“Ayer tuve que atar las sillas a la mesa para que no resbalaran. Doctor, ¡eso no es vértigo! Sé que las pastillas que tomo causan mareos, pero le repito que me ha crecido una montaña debajo de casa. Ya no puedo arrastrar el carro de la compra hasta la puerta porque el camino del jardín tiene cada vez más pendiente. Veo los cuadros torcidos; y por mucho que separe la mesita, cuando me levanto vuelve a estar pegada a la cama. Me despierto con dolor de cabeza y me pitan los oídos como si por la noche la tierra hubiese estado crujiendo debajo de mí.
Una casa en el monte es preciosa, pero yo la compré en el valle y no es culpa mía que haya aparecido esa montaña. O, por lo menos, que yo lo crea. Así que he pensado mucho en lo que usted me estuvo contando… Una jubilada como yo, con una buena pensión de viudedad, no tiene porqué aguantar esta situación.
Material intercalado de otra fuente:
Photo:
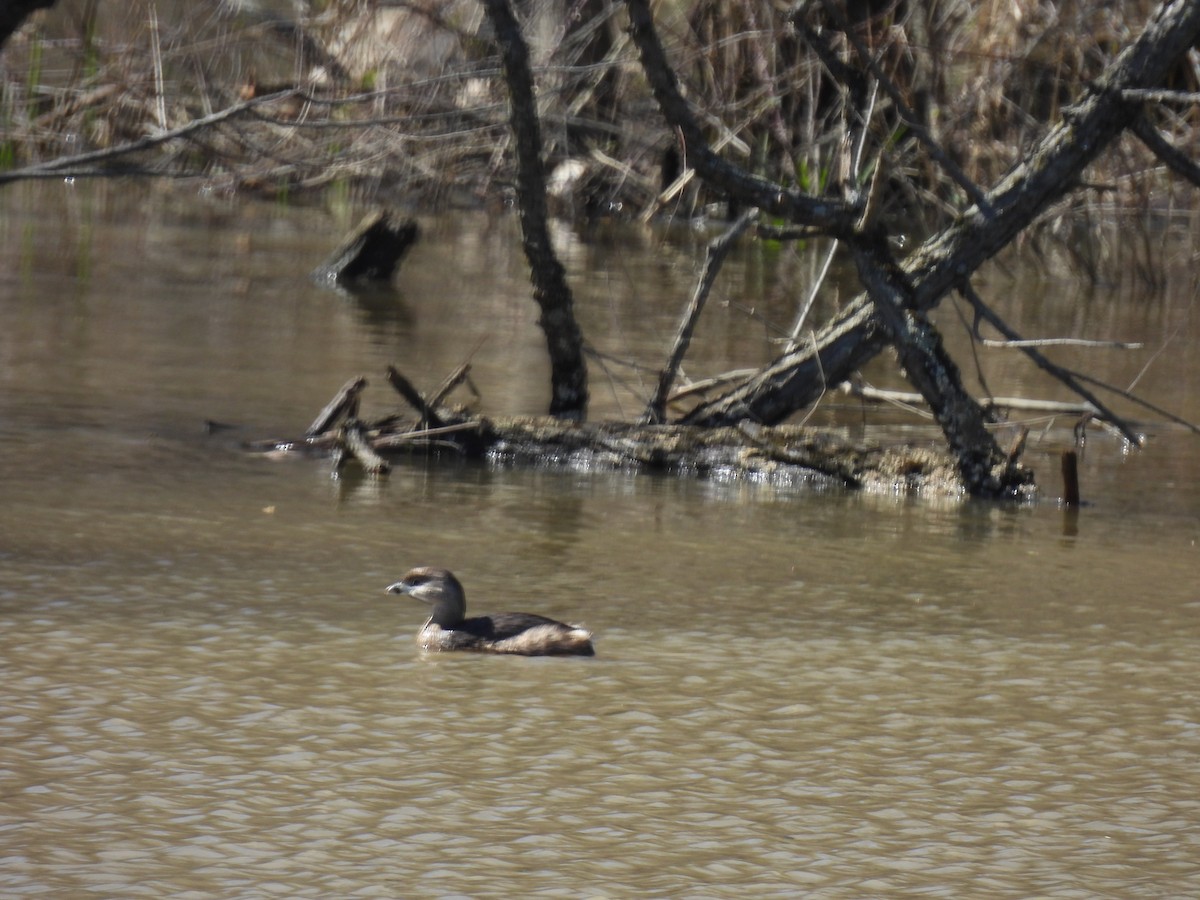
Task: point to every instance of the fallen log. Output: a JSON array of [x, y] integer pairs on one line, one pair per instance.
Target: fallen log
[[372, 252], [779, 455]]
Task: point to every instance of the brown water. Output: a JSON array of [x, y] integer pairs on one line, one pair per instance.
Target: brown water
[[205, 693]]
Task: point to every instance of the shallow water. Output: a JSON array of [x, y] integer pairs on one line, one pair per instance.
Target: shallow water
[[205, 691]]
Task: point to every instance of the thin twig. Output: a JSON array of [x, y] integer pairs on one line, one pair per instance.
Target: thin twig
[[1069, 378], [655, 411], [1062, 342], [66, 165]]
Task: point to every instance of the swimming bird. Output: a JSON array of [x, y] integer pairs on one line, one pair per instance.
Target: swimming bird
[[519, 633]]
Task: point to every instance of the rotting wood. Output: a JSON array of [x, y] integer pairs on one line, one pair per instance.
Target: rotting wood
[[564, 341], [372, 252], [1071, 478], [783, 455], [405, 388], [355, 442], [345, 405], [714, 256], [948, 259], [879, 395]]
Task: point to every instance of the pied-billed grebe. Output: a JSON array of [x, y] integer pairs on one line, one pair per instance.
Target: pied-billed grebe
[[521, 633]]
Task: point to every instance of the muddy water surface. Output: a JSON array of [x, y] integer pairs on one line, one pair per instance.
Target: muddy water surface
[[205, 693]]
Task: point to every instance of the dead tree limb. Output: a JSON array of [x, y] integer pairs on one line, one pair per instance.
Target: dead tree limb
[[405, 388], [714, 257], [343, 405], [942, 263], [829, 214], [372, 252], [1066, 376], [1162, 148], [354, 442], [81, 165], [984, 468], [569, 373]]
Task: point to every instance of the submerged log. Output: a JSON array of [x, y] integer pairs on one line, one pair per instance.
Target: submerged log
[[372, 251], [783, 455]]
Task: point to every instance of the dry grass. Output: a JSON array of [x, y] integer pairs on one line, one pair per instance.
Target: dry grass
[[407, 101]]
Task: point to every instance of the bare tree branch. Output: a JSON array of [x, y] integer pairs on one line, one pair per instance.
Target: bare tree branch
[[1162, 148], [943, 262], [714, 257], [569, 373], [829, 214]]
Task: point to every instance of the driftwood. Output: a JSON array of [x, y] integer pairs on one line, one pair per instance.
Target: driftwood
[[897, 295], [785, 455], [372, 252], [564, 341]]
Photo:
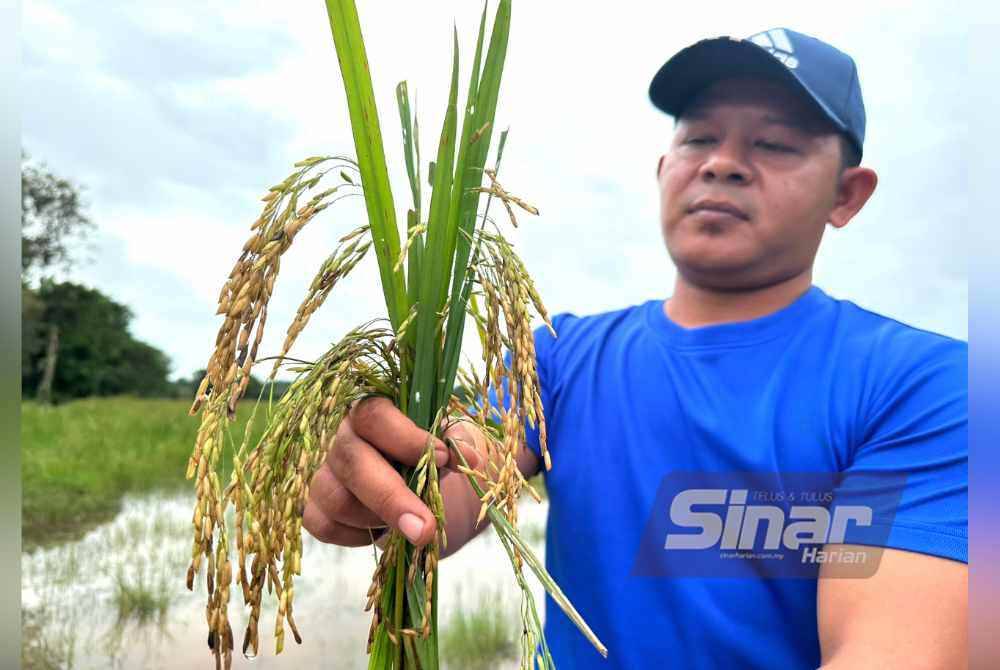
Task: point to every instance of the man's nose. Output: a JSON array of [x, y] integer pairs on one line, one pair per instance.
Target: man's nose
[[727, 165]]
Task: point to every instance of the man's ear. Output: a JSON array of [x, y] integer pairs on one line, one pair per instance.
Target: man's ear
[[856, 185]]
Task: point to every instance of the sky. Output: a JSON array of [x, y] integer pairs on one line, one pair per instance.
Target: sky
[[177, 117]]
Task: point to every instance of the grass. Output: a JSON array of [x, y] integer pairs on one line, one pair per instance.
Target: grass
[[41, 649], [480, 636], [141, 600], [80, 458]]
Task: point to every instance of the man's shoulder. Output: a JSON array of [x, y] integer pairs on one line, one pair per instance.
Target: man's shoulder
[[898, 355], [888, 336], [572, 327]]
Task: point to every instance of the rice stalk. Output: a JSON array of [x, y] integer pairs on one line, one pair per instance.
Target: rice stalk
[[448, 269]]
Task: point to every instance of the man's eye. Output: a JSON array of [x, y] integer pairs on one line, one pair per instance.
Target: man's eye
[[774, 146]]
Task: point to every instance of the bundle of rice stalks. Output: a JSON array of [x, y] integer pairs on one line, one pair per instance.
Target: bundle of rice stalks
[[452, 258]]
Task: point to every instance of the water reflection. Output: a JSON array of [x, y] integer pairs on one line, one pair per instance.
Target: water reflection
[[116, 598]]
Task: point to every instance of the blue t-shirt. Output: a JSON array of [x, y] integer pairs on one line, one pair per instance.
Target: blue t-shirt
[[821, 385]]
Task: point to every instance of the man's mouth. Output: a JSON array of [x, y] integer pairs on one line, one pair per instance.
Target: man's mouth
[[719, 206]]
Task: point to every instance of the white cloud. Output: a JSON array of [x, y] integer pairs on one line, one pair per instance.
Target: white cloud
[[178, 116]]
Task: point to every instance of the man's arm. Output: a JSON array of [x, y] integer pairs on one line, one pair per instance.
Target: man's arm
[[910, 614]]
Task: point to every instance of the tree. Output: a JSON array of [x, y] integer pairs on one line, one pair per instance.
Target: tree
[[51, 214], [96, 353]]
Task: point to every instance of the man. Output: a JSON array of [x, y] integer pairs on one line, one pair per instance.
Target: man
[[746, 368]]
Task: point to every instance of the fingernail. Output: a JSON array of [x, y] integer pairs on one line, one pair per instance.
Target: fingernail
[[440, 457], [411, 526]]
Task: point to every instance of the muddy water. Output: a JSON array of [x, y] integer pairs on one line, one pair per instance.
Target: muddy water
[[75, 588]]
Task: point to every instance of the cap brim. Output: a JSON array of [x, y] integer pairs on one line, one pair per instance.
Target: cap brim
[[705, 62]]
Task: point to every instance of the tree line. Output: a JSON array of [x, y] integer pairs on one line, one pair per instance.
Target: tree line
[[75, 340]]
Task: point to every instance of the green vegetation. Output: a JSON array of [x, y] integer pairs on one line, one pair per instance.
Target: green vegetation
[[142, 599], [480, 636], [79, 459], [43, 648]]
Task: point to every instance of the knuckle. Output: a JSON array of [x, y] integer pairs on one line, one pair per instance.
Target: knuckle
[[388, 503], [344, 461], [367, 410]]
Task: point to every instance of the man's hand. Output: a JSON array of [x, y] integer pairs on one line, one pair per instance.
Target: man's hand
[[357, 489]]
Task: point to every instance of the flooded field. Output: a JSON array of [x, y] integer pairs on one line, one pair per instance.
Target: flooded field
[[116, 598]]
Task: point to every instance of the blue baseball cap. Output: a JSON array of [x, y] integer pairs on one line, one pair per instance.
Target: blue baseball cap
[[824, 75]]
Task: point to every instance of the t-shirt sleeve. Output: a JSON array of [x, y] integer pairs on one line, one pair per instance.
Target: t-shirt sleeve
[[915, 443], [544, 354]]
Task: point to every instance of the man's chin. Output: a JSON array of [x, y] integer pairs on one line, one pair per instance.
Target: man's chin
[[713, 258]]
Le haré caso: me voy. No me importa perder lo que adelanté, me compraré un piso en el edificio más alto de la ciudad y no habrá montaña capaz de moverlo.”
Cuando salió de la consulta el doctor cogió el teléfono, “Ya estás buscando el cartel CASA EN VENTA, diciendo a los de la excavadora que paren e ingresándome la comisión. La vieja se va.”